The root of your tooth is the lower two thirds of the tooth that anchors and supports the crown (the biting/chewing part of your tooth). The root(s) is typically buried in your jaw and contains the nerve that comes from the crown connecting it to the main nerve trunk. When this nerve becomes infected or damaged, the pain can become excruciating….infection often spreads to the areas beyond the roots and damage to the jaw bone can occur with swelling and/or pain that can radiate to other parts of the face and other teeth. Root canal therapy is used to remove the diseased nerve and pulp tissue, refill the tooth, and restore the tooth with a crown to prevent further damage and restore your bite. This procedure can be performed with a local anesthetic or with sedation for your comfort.
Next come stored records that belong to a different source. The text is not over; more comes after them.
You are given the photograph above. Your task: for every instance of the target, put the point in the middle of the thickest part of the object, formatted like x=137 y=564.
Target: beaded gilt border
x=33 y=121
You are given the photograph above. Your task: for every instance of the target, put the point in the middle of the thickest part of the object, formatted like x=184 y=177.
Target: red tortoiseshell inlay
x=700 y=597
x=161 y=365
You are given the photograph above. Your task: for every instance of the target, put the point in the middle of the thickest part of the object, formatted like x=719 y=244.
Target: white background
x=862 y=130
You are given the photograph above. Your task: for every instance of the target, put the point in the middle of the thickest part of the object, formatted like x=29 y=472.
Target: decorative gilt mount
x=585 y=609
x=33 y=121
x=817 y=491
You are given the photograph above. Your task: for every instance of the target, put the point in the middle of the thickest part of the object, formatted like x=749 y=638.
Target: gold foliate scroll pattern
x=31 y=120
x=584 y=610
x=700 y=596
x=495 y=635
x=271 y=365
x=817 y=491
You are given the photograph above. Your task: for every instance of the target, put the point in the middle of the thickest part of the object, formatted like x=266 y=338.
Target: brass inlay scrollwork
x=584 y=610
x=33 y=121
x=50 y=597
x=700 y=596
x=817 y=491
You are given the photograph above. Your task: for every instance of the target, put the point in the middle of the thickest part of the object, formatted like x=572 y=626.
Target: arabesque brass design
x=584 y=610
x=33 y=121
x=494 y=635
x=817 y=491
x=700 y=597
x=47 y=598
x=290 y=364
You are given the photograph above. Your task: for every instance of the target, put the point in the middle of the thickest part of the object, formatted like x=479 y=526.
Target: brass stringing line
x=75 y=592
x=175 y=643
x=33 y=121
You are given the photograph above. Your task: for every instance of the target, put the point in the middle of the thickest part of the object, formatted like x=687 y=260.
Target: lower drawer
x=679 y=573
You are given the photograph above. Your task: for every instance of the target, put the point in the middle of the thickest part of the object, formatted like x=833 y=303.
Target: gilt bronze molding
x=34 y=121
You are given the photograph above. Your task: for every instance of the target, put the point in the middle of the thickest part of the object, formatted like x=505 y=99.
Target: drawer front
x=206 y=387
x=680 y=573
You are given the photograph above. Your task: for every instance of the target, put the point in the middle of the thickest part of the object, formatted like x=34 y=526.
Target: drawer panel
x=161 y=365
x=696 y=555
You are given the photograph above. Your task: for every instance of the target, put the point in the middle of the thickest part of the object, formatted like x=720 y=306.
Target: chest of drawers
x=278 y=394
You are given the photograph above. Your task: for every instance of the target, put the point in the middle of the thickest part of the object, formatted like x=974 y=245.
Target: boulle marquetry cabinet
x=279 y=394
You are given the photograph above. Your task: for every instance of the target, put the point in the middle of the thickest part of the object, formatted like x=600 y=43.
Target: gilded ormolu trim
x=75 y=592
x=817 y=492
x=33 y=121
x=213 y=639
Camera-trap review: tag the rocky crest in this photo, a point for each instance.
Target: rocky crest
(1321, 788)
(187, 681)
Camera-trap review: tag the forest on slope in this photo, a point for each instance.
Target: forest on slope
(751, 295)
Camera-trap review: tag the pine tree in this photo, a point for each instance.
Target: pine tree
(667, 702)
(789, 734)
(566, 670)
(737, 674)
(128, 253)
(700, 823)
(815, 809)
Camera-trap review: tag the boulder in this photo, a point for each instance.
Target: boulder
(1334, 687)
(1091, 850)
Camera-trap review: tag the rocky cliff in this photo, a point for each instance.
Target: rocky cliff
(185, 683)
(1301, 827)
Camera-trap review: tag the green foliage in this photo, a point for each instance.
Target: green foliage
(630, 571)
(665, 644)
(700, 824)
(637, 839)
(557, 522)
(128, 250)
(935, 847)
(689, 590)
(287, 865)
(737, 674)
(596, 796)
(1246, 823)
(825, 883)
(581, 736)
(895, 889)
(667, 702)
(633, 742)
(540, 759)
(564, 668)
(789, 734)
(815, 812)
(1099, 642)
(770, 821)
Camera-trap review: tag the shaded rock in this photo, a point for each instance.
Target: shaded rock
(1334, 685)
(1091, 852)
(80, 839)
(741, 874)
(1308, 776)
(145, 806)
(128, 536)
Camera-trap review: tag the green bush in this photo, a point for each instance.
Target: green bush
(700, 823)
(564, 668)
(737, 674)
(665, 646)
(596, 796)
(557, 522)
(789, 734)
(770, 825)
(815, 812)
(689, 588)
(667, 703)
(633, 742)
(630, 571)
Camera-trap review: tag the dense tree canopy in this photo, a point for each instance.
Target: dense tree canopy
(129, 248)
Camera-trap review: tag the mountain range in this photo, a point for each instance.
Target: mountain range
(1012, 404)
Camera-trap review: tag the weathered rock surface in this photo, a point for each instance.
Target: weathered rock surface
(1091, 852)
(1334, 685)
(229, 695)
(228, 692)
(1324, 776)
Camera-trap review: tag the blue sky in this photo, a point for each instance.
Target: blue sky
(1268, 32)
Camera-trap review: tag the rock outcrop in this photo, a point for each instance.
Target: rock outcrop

When fillings, crowns, and root canals can’t properly repair a badly decayed or broken tooth, an extraction of that tooth may be recommended. Local anesthetics may be used for surgical extractions, but in most cases, oral or intravenous sedation with the oral surgeon is recommended for your comfort. Thanks to modern advancements in anesthetics and sedatives, the procedures today are virtually painless. You might even say “wake me when its over”.